El título está sacado de un libro que se encuadra dentro del pensamiento postmoderno español: «Mientras los dioses no cambien, nada habrá cambiado», de Sánchez Ferlosio, donde se cuestiona el rumbo inequívoco hacia el progreso de la Historia.

—Explica en qué sentido te ha influido Japón para escribir la novela. Hay ocasiones en las que bebes de Murakami.

—De Murakami no mucho. Sus personajes necesitan cinco páginas para preparar un bol de arroz. A los míos les sobra con una sola frase. Pero sí, Japón me ha cambiado. No solo desde que vivo aquí. Ya antes. Mi mujer es de aquí. Llevo años estudiando la cultura y el idioma. Pero aparte, me crié, como mucha gente de mi generación, viendo series japonesas. Japón forma parte de nuestra educación sentimental. Aunque sospecho que ese Japón que conocimos a través de la televisión de los 90 ya ha desaparecido.

—¿Cómo es escribir una novela en una ciudad como Tokio? No parece fácil.

—Mis últimos 10 años en España viví en Madrid, y comparado con eso, Tokio es un lugar tranquilo y sosegado. Madrid tiene un ritmo de vida demasiado agresivo. Es una ciudad que me encanta y llena de gente maravillosa, pero no entiendo que alguien pueda vivir en Madrid y encerrarse en casa a escribir. Tokio, por el contrario, salvando el tema de las distancias (ir de un sitio a otro puede llevarte buena parte del día), es un lugar perfecto para estar solo. Además, aquí el teléfono suena mucho menos y no hay cada dos días una fiesta a la que me apetezca ir. Aquí es relativamente sencillo aislarse.

—Este es el libro más largo que has escrito. ¿Vas a tomarte un descanso o ya estás preparando el siguiente?

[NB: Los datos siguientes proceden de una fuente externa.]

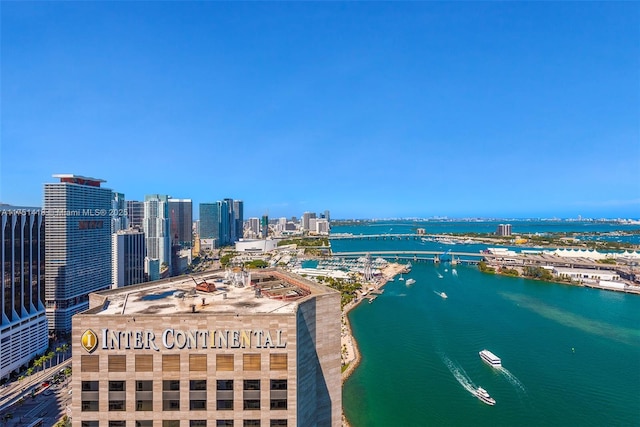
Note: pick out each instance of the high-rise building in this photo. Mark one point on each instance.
(135, 213)
(254, 226)
(23, 321)
(238, 219)
(210, 222)
(504, 230)
(157, 229)
(129, 251)
(264, 226)
(181, 214)
(306, 220)
(220, 221)
(118, 213)
(78, 249)
(253, 355)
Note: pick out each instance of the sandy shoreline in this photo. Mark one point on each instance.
(349, 347)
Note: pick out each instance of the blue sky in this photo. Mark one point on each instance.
(367, 109)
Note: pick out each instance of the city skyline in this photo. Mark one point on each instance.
(370, 110)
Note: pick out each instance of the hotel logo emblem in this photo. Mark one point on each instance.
(89, 340)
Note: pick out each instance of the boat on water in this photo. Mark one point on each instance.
(484, 396)
(490, 358)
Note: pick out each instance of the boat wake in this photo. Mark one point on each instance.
(512, 379)
(460, 375)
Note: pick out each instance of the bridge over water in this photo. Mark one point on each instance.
(434, 256)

—Es el más largo y también el más ambicioso. Cuando empecé a escribir no tenía nada pensado. Fui improvisando, que es lo que suelo hacer, lo que mejor me funciona. A medida que iba avanzando, se me iban ocurriendo circunstancias que me gustaban y desechaba otras que no me convencían. Así que tenía que retroceder constantemente para preparar cada situación, porque a menudo me encontraba con la resolución de problemas que aún no había planteado. Con todo, lo pasé fatal escribiendo los cuatro últimos capítulos. Llegué a pensar que no conseguiría terminar. Todavía algunas mañanas me levanto y lo primero que hago es comprobar que estén ahí, en su sitio. Estoy muy orgulloso de esos capítulos. Es la primera vez que estoy orgulloso de algo que haya escrito.

Cuando empecé a escribir no tenía nada pensado. Fui improvisando, que es lo que suelo hacer, lo que mejor me funciona. A medida que iba avanzando, se me iban ocurriendo circunstancias que me gustaban y desechaba otras que no me convencían. Así que tenía que retroceder constantemente para preparar cada situación

—Pero no has contestado a mi pregunta.

—Es verdad. Podemos dejarla para cuando publique el siguiente libro.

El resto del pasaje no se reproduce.